Amerika heeft een lange weg afgelegd om actie te ondernemen tegen de gedwongen orgaanoogst bij gewetensgevangenen door communistisch China, waarover The Epoch Times meer dan 15 jaar geleden voor het eerst berichtte.
Op 27 maart nam het Amerikaanse Congres een wetsvoorstel aan om de Chinese Communistische Partij (CCP) te straffen voor het gedwongen wegnemen van organen bij gewetensgevangenen, de eerste niet-symbolische wettelijke maatregel in het land om deze gruweldaad tegen te gaan.
Onder de naam Stop Forced Organ Harvesting Act of 2023 wil de overheid iedereen bestraffen die betrokken is bij gedwongen orgaanhandel. Het vereist een jaarlijkse rapportage van de overheid over dergelijke activiteiten in alle vreemde landen. Degenen die hierbij betrokken zijn, krijgen een strafrechtelijke boete van maximaal 1 miljoen dollar en 20 jaar gevangenisstraf, of een civielrechtelijke boete van maximaal 250.000 dollar. Als het wetsvoorstel door de Senaat komt, kan het door de Amerikaanse president worden ondertekend.
De gerenommeerde internationale mensenrechtenadvocaat David Matas en wijlen David Kilgour, mensenrechtenadvocaat en voormalig Canadees parlementslid, zijn de pioniers in het onderzoek naar deze zaak. Hun bevindingen werden voor het eerst gepubliceerd in juli 2006.
In een recent interview in het programma “American Thought Leaders” van EpochTV deelde Matas het verhaal van zijn onderzoek toen de wereld nog niet wist of geloofde dat doden op verzoek voor organen bestond.
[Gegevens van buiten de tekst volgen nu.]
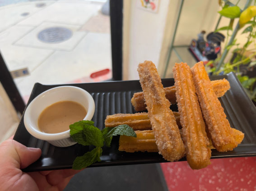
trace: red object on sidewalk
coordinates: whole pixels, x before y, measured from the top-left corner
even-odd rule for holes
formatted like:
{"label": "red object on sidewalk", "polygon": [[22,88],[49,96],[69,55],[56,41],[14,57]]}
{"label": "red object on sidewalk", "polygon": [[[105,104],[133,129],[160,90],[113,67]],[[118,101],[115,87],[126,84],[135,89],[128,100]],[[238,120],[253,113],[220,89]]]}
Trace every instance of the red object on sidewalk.
{"label": "red object on sidewalk", "polygon": [[110,70],[109,69],[105,69],[104,70],[100,70],[98,71],[96,71],[96,72],[93,72],[90,75],[90,77],[92,78],[97,78],[97,77],[100,76],[101,76],[105,75],[105,74],[107,74]]}
{"label": "red object on sidewalk", "polygon": [[212,159],[200,170],[186,161],[161,163],[169,191],[256,190],[256,157]]}

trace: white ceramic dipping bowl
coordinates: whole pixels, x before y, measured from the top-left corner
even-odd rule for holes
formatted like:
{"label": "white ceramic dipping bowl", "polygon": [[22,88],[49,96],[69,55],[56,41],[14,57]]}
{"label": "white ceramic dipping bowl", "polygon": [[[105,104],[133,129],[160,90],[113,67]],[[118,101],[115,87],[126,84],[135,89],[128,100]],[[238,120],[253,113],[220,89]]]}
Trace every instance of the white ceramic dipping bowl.
{"label": "white ceramic dipping bowl", "polygon": [[38,117],[42,111],[51,105],[63,101],[79,103],[87,111],[84,120],[92,119],[95,105],[90,93],[75,86],[59,86],[38,95],[28,105],[24,114],[24,124],[28,131],[36,138],[57,147],[68,147],[76,143],[70,137],[70,130],[57,133],[47,133],[41,131],[38,128]]}

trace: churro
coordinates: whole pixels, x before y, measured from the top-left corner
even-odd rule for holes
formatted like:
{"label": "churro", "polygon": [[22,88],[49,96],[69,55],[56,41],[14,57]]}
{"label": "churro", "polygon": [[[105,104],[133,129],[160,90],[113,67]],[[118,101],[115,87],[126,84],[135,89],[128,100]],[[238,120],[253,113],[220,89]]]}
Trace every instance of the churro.
{"label": "churro", "polygon": [[[173,111],[176,123],[180,126],[180,114]],[[106,127],[114,127],[121,124],[128,124],[134,130],[151,129],[151,124],[148,113],[143,112],[135,114],[118,113],[107,115],[105,120]]]}
{"label": "churro", "polygon": [[177,160],[184,155],[184,145],[156,68],[145,61],[138,71],[159,153],[166,160]]}
{"label": "churro", "polygon": [[158,152],[154,133],[152,130],[135,131],[135,133],[137,135],[136,138],[120,136],[119,151],[129,152]]}
{"label": "churro", "polygon": [[[213,90],[203,62],[197,63],[191,70],[196,94],[213,145],[219,151],[233,150],[241,142],[237,142],[235,138],[233,131]],[[236,133],[243,138],[242,133],[238,131]]]}
{"label": "churro", "polygon": [[187,160],[192,169],[200,169],[210,164],[211,150],[192,73],[183,62],[176,63],[173,71]]}
{"label": "churro", "polygon": [[[241,142],[243,137],[241,136],[240,133],[237,133],[239,131],[233,128],[232,128],[232,130],[235,134],[236,140],[237,142]],[[137,135],[136,138],[126,136],[125,135],[120,136],[119,147],[118,148],[119,151],[129,152],[137,151],[158,152],[156,140],[153,130],[135,131],[135,133]],[[214,149],[210,138],[209,138],[209,148],[211,149]]]}
{"label": "churro", "polygon": [[[211,81],[214,91],[218,98],[223,96],[230,88],[229,82],[227,80],[218,80]],[[170,101],[171,104],[176,103],[175,96],[175,87],[168,87],[164,88],[165,97]],[[133,94],[131,102],[136,111],[141,111],[146,110],[146,103],[144,100],[144,95],[142,92],[137,92]]]}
Hij en Kilgour begonnen hun werk enkele maanden nadat het nieuws bekend werd.
In maart 2006 legde een Chinese echtgenote van een arts onder het pseudoniem Annie in Washington een publieke verklaring af dat haar ex-man in een ziekenhuis in het noordoosten van China hoornvliezen van Falun Gong-aanhangers had verwijderd. Falun Gong, met als leerstellingen waarachtigheid, mededogen en verdraagzaamheid, is een spirituele praktijk die sinds juli 1999 in China op brute wijze wordt vervolgd.
Op zoek naar een onafhankelijk onderzoek werd Matas benaderd door een non-profit organisatie, de Coalition to Investigate the Persecution of Falun Gong. Hij was gewend dat mensen naar hem toe kwamen voor verschillende mensenrechtenschendingen. Maar omdat hij niet aan elk verzoek kon werken, probeerde hij vaak te helpen door een andere oplossing te zoeken.
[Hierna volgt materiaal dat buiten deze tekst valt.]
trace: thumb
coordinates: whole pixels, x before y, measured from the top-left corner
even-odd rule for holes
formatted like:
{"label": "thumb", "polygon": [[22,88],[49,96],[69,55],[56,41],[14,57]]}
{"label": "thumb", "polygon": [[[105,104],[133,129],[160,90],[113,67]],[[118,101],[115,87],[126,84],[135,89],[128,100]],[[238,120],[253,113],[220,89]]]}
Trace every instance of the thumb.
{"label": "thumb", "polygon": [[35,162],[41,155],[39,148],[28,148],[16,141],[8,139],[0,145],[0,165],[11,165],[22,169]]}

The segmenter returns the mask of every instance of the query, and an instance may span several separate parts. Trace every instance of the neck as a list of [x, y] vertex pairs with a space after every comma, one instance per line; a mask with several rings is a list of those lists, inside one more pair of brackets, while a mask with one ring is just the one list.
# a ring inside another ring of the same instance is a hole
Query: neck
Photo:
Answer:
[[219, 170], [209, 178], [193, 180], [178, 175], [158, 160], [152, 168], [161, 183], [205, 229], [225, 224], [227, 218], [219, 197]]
Voor deze kwestie realiseerde hij zich echter dat er geen gemakkelijke manier of voor de hand liggend alternatief was om het aan te pakken.
“Wat ik rechtstreeks te horen kreeg was: ‘Als dit gebeurt, zijn er geen lijken en iedereen wordt gecremeerd. Er zijn geen autopsies, en er zijn geen getuigen behalve de daders en de slachtoffers. Alles gebeurt in een gesloten omgeving,” zei Matas. “Er zijn geen documenten behalve de Chinese ziekenhuis- en gevangenisgegevens, maar die zijn niet toegankelijk. Er is geen plaats van het misdrijf. De operatiekamer wordt onmiddellijk na afloop schoongemaakt.”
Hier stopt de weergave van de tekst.